One of the most recognisable sights in the world, Rome's Pantheon is a marvel of ancient architecture and the city's best preserved monument. The hulking greying exterior reveals the interior beauty of the world's largest unreinforced concrete dome, marble floors and Corinthian columns through the imposing Roman bronze doors.
Rebuilt by Emperor Hadrian around AD 120 on the site of an earlier pantheon (a temple dedicated to the ancient gods), the site was consecrated as a Christian church in AD 608 and also served as a burial chamber where you can view the tomb of the artist Raphael among other Roman luminaries.
While the history and influence this monument has exerted over art and culture for centuries is remarkable, the true beauty of the Pantheon lies in its immense structure and harmonious balance.

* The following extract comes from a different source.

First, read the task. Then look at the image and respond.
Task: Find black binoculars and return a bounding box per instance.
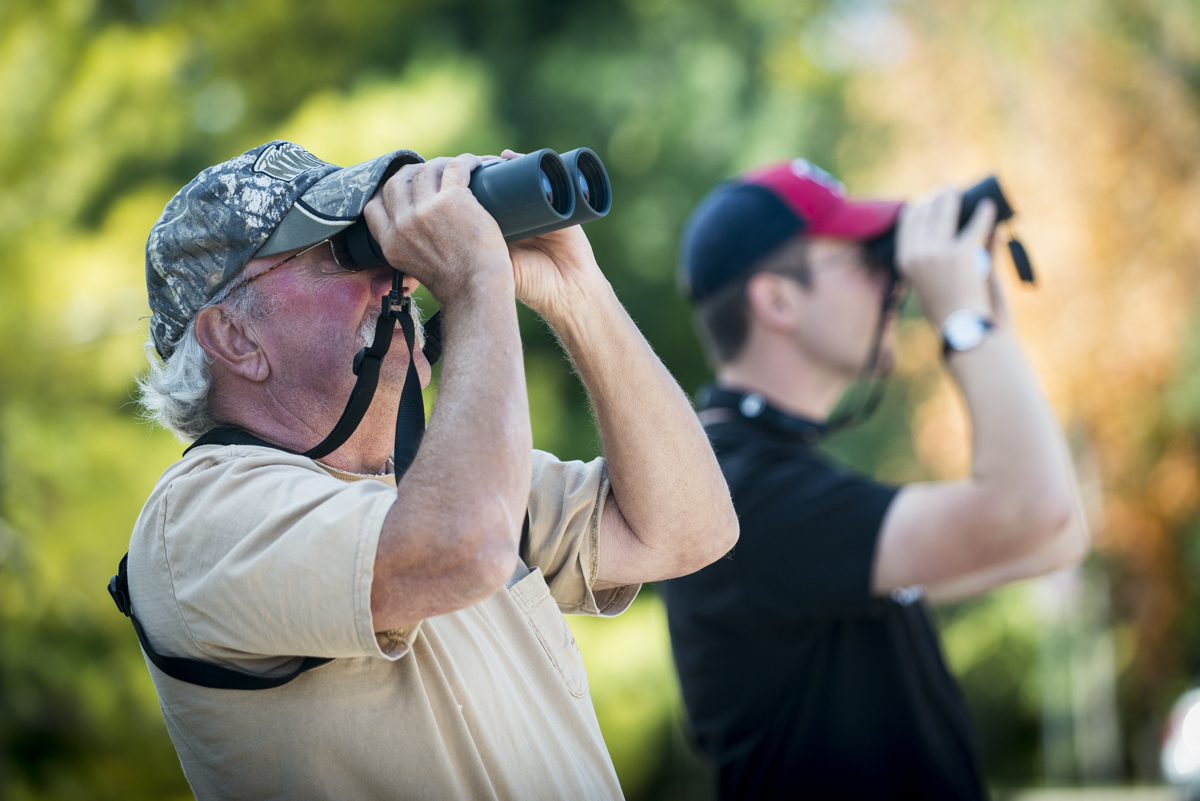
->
[344,148,612,271]
[866,176,1035,284]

It contains the largest unreinforced concrete dome ever built and is supported by amazing symmetry – the dome is 43.3m high and the same across. The balance gives the temple its sense of occasion and unity for which it is also claimed to be the world's only architecturally perfect building. Light enters the structure through the 8.7m oculus which served as a symbolic link between heaven and earth, and the 16 Corinthian columns are each made from a single block of stone and support a triangular pediment.
The Pantheon is still a working church today and known as the Basilica of Saint Mary and the Martyrs. Mass is celebrated on Saturdays at 5pm and on public holidays at 10.30am. Entry is free and audio guides and guided tours are also available. The nearest Metro stop is Barberini Fontana di Trevi on the A Line, which is about 700m and 14 minutes' walk from the Pantheon. Buses 30, 40, 62, 64, 81, 87 and 49 all service the Largo di Torre Argentina bus stop and then it's four minutes' walk down Via dei Cestari to the Pantheon.